Productivity and Reuse in Language

T. O’Donnell, J. Snedeker, J. Tenenbaum, Noah D. Goodman

CogSci

Abstract

A much-celebrated aspect of language is the way in which it allows us to make “infinite use of finite means” (von Humboldt, 1836). This property is made possible because language is fundamentally a productive computational system: Novel expressions can be composed from a large inventory of stored, reusable parts. For any given language, however, there are many more potential ways of forming novel expressions than can actually be used in practice. For example, English contains suffixes that are highly productive (e.g., -ness ; Lady-Gagaesqueness, pine-scentedness), but also contains suffixes which can only be reused in specific, existing words (e.g., -th; truth, width, warmth). How are such differences in productivity and reusability represented? How can the child acquire this system of knowledge? This thesis presents a formal model of productivity and reuse which treats the problem as a structure-by-structure inference in a Bayesian framework. The model—Fragment Grammars, a generalization of Adaptor Grammars (Johnson et al., 2007a)—is built around two proposals. The first is that anything that can be computed can be stored. The specific computational mechanism by which this is accomplished, stochastic memoization, is inherited from Adaptor Grammars (Goodman et al., 2008; Johnson et al., 2007a).

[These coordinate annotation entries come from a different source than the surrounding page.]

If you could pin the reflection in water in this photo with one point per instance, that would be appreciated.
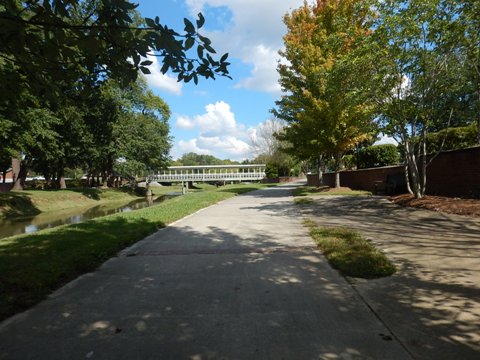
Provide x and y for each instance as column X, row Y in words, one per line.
column 11, row 227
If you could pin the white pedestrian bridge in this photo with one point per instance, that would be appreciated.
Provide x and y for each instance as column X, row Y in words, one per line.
column 210, row 173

The second proposal is that any stored item can include subparts which must be computed productively. This is made possible by the computational mechanism of stochastically lazy evaluation, introduced in the thesis. Throughout the thesis, Fragment Grammars are systematically compared to four other probabilistic models of productivity and reuse which formalize historical proposals from the linguistics and psycholinguistics literatures. The five models are evaluated on two very different sub-systems of English morphology: the English past tense, which is characterized by a sharp dichotomy in productivity between regular (i.e., +ed) and irregular (e.g., sing/sang) forms, and English derivational morphology, which is characterized by a graded cline from very productive (e.g., -ness) to very unproductive (e.g., -th). The thesis examines many aspects of these two domains including: performance on past-tense inflection, past-tense processing phenomena, developmental overregularization, the productivity of derivational suffixes, ordering restrictions on derivational suffixes, and base-driven selectional restrictions on suffix combinations.